However, our Western sporting tradition and its culture comes to us more directly from ancient Greece as filtered through the classically educated gentlemen who established and administered the British Empire.

Athletic contests helped define what it was to be an ancient Greek and a hero – especially during the games convened at Olympia every fourth year. This was a religious festival. , the closing ceremonial climax accompanied by the sacrifice of 100 oxen. This was the largest gathering of Greeks in a 5-day celebration of extreme competition between the various regional groupings of the Greek empire, regions that had often met in war. At the first Olympic Games, probably convened in 776 BCE, the contestants were drawn from the local population but, before long, competitors were drawn from the whole of Greece. Only those with wealth and leisure time could take part because training involved several hours a day working out in special gymnasia where professional coaching was offered. Much of the action took place in an arena called the hippodrome where the spectacle of four-horse chariot races wewas enjoyed as the supreme elite Greek sport.

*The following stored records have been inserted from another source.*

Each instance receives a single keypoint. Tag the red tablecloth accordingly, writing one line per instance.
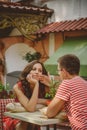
(3, 103)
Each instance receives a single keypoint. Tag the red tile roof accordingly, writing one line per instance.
(17, 7)
(80, 24)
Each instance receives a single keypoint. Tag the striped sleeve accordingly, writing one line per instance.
(63, 91)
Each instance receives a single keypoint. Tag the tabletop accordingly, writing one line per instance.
(32, 117)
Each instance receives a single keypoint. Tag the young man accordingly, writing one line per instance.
(71, 94)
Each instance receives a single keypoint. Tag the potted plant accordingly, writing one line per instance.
(32, 56)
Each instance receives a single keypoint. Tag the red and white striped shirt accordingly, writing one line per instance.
(74, 92)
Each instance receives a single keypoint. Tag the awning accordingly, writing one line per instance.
(77, 47)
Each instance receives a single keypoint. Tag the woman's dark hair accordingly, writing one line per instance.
(25, 83)
(70, 62)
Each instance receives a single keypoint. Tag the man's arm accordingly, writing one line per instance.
(55, 107)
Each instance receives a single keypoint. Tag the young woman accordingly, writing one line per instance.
(30, 90)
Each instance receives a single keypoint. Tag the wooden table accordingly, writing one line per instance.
(35, 118)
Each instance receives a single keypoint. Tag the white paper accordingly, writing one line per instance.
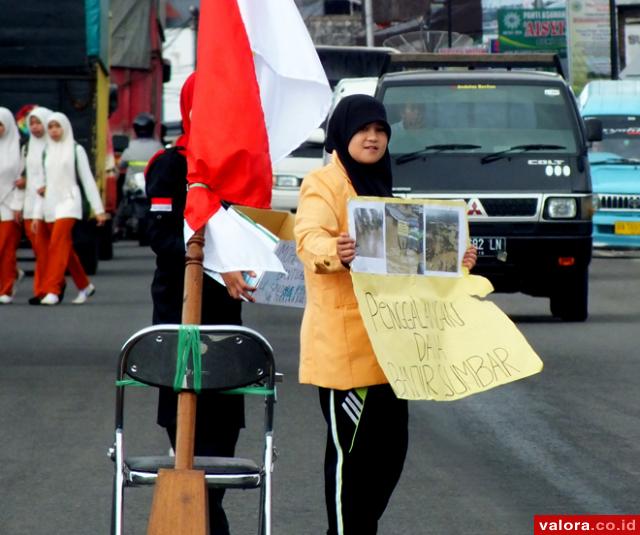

The range of sports was, like the Egyptians, varied, and included boxing, wrestling, long jump, archery, throwing the javelin, and running, especially the famous marathon (to commemorate the Greek soldier Pheidippides who in 490 BCE ran from Marathon to Athens to deliver the news of the defeat of the invading Persian army of Darius I at Marathon, gasping out nikomen (‘We have won’) before he collapsed and died, the Persian defeat marking a turning point in the Greco-Persian Wars. A highlight of the games was the pankration, a particularly brutal mix of boxing and wrestling with anything allowed except eye gouging and biting – like today’s cage fighting. Said to have been invented by Heracles and Theseus it was introduced in 648 BCE. Victors at the Games were guaranteed social prestige and the adoration of the womenfolk. But Greek society was male in the extreme, only men competing (Sparta was different). A cult of the male body developed as exercise was performed naked to permit full appreciation of musculature and the human form in a tradition associated with pederasty: ‘Happy the lover who works out at the gym, then goes home to sleep all day with a beautiful boy’ (Theognis lines 1,335-336, cited in Morris & Powell).

Socially there was a firm link between athletic prowess, bloodlines, and marriage in the maintenance of an aristocratic social elite. And, as the Romans later demonstrated so well, special public events like this diverted the populace from their usual dangerous grumbling and whining about politics.

Though physical prowess has been admired in most cultures the obsession with strange and often absurd but harmless sporting contests in the Greek tradition was most avidly adopted by the British. The first modern Olympic Games took place under the auspices of the International Olympic Committee and hosted in Athens in 1896 at the height of the British Empire.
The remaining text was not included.